Flynn, a former Coast Guard officer who has helped game out terrorist disruptions for years, doesn’t argue that the U.S. can throw a punch militarily; he worries that it can’t take a punch very well because terrorists + rickety infrastructure = unnecessarily spectacular civilian death tolls + weakened national will.

Update the infrastructure—rebuild the bridges and dams, move the refineries away from population centers as they age out, update the electrical grid—and you automatically lower the body count and disruptions to large, complex systems like the U.S. economy and polity, whether from terrorism or natural events like Hurricanes Katrina and Rita.

Robustness, resilience, call it what you will; terrorists who take such pains to stake out their targets as al-Qa’ida does will be discouraged by the low return on their lives, and the systems themselves will be more reliable in natural disasters.
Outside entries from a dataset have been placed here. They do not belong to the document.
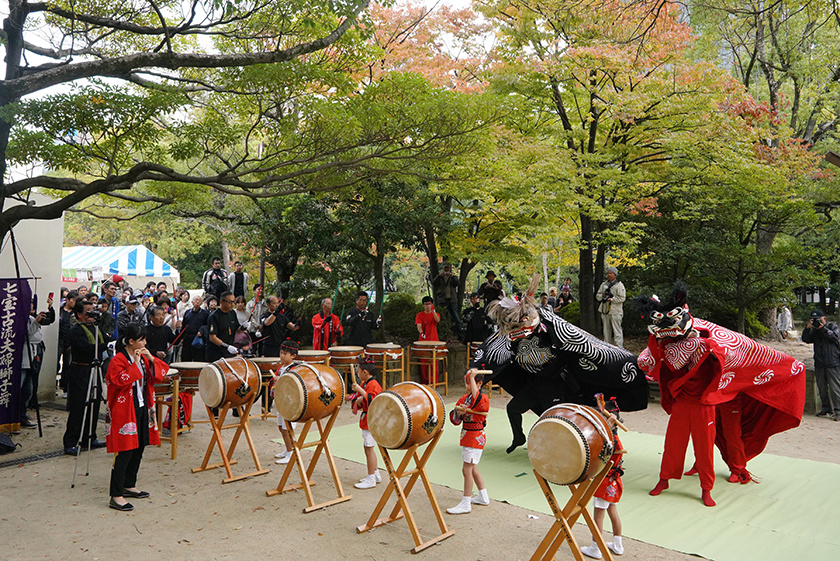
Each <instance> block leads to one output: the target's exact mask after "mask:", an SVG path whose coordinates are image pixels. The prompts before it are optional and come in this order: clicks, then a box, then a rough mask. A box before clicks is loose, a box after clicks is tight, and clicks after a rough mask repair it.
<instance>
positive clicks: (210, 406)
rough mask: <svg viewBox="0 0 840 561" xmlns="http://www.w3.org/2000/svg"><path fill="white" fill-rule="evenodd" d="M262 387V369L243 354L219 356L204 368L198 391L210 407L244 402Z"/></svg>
mask: <svg viewBox="0 0 840 561" xmlns="http://www.w3.org/2000/svg"><path fill="white" fill-rule="evenodd" d="M259 390H260V369H259V368H258V367H257V365H256V364H254V363H253V362H251V361H250V360H248V359H246V358H242V357H233V358H220V359H219V360H217V361H216V362H211V363H210V364H208V365H206V366H205V367H204V368H202V369H201V373H200V374H199V376H198V393H199V394H200V395H201V400H202V401H204V404H205V405H207V406H208V407H221V406H223V405H225V404H227V403H230V405H231V406H232V407H239V406H241V405H245V404H246V403H248V401H249V400H251V399H253V398H254V396H255V395H256V394H257V392H259Z"/></svg>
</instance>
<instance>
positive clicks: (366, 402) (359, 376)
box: [347, 359, 382, 489]
mask: <svg viewBox="0 0 840 561" xmlns="http://www.w3.org/2000/svg"><path fill="white" fill-rule="evenodd" d="M359 379H360V381H361V384H359V383H354V384H353V392H355V393H353V394H351V395H349V396H347V399H348V400H351V401H352V404H353V406H352V407H353V414H354V415H355V414H356V413H357V412H361V417H360V418H359V428H361V429H362V440H363V442H364V447H365V460H366V463H367V475H366V476H364V477H363V478H362V479H361V480H360V481H359V482H358V483H356V484H355V485H354V487H356V489H372V488H373V487H376V484H377V483H379V482H380V481H382V476H380V475H379V468H378V466H377V463H376V449H375V448H376V441H374V440H373V436H371V434H370V430H368V424H367V411H368V407H370V402H371V401H373V398H374V397H376V396H377V395H379V394H380V393H382V386H380V385H379V382H378V381H377V380H376V366H375V364H374V362H373V359H365V360H364V361H363V362H362V363H361V364H359Z"/></svg>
Would-be terrorists will have to gravitate toward trying to disrupt higher-value targets which will tend to be better protected.

I’m about halfway through so far but am interested in Flynn’s arguments for resilience from a public-diplomacy standpoint. A United States that is rapidly updating its infrastructure and talking about that update is also improving its technologies and its ability to export them to other countries, helping those countries update their own facilities while indirectly stating that terrorists looking for the U.S.’s glass jaw will be disappointed.